In [1]:
# Step 1: Import Libraries
import pandas as pd
from sklearn.model_selection import train_test_split
from sklearn.feature_extraction.text import CountVectorizer
from sklearn.linear_model import LogisticRegression
from sklearn.ensemble import RandomForestClassifier
from sklearn.metrics import accuracy_score

# Step 2: Load Dataset
file_path = r"C:\Users\DELL\Downloads\twitter_sentiment_cleaned.csv"
df = pd.read_csv(file_path, encoding='latin-1')

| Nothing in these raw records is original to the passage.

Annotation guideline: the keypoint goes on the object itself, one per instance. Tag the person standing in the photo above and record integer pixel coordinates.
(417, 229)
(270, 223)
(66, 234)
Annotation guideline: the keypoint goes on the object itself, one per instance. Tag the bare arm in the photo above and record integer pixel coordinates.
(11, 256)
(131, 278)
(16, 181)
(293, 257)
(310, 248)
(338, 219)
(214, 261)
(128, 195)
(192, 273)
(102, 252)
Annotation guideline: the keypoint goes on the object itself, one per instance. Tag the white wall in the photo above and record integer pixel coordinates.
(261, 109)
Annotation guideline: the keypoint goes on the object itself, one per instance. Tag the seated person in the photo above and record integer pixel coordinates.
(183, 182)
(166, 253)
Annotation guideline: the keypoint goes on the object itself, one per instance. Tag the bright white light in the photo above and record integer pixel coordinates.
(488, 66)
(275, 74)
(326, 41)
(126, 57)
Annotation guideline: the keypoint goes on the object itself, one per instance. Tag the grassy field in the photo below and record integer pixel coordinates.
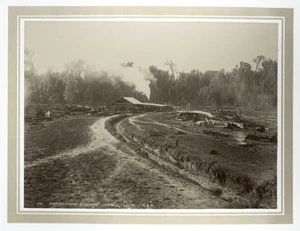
(106, 174)
(249, 169)
(48, 138)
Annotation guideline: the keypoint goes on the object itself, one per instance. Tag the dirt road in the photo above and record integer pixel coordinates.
(108, 174)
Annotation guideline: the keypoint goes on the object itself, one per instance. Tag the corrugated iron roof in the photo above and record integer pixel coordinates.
(132, 100)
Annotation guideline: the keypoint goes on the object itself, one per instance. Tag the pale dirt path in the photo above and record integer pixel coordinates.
(152, 184)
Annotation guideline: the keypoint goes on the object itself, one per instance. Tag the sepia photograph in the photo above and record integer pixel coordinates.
(150, 114)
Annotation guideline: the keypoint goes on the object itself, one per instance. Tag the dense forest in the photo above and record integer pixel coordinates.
(77, 84)
(244, 86)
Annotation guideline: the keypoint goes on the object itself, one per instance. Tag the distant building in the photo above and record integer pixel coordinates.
(132, 104)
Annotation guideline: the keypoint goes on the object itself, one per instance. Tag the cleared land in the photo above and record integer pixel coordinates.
(242, 160)
(86, 167)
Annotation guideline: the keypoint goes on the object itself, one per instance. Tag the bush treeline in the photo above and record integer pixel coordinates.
(77, 84)
(244, 86)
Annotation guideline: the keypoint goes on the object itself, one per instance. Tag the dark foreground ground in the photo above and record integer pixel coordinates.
(233, 158)
(74, 162)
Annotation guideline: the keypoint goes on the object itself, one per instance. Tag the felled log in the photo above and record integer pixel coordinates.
(214, 133)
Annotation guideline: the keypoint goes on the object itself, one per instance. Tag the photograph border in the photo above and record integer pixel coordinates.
(14, 215)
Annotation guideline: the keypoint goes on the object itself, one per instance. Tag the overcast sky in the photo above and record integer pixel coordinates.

# Step 3: Rename columns for clarity
df.rename(columns={'target': 'sentiment', 'text': 'tweet'}, inplace=True)

# Step 4: Drop missing values and take smaller sample
df = df.dropna(subset=['tweet', 'sentiment'])
df = df.sample(5000, random_state=42)   # 💡 use only 5000 rows for faster training

# Step 5: Split data
X = df['tweet']
y = df['sentiment']

# Step 6: Convert text to numeric features
vectorizer = CountVectorizer(stop_words='english', max_features=2000)
X_vectorized = vectorizer.fit_transform(X)

# Step 7: Train-test split
X_train, X_test, y_train, y_test = train_test_split(X_vectorized, y, test_size=0.2, random_state=42)

# Step 8: Logistic Regression
lr = LogisticRegression(max_iter=200)
lr.fit(X_train, y_train)
lr_acc = lr.score(X_test, y_test)

# Step 9: Random Forest
rf = RandomForestClassifier(n_estimators=100, random_state=42, n_jobs=-1)
rf.fit(X_train, y_train)
rf_acc = rf.score(X_test, y_test)

# Step 10: Results
print(f"\n🔹 Logistic Regression Accuracy: {lr_acc:.3f}")
print(f"🔹 Random Forest Accuracy: {rf_acc:.3f}")

if lr_acc > rf_acc:
    print("\n✅ Logistic Regression performed better.")
elif rf_acc > lr_acc:
    print("\n✅ Random Forest performed better.")
else:
    print("\n⚖️ Both models performed equally well.")



🔹 Logistic Regression Accuracy: 0.699
🔹 Random Forest Accuracy: 0.679

✅ Logistic Regression performed better.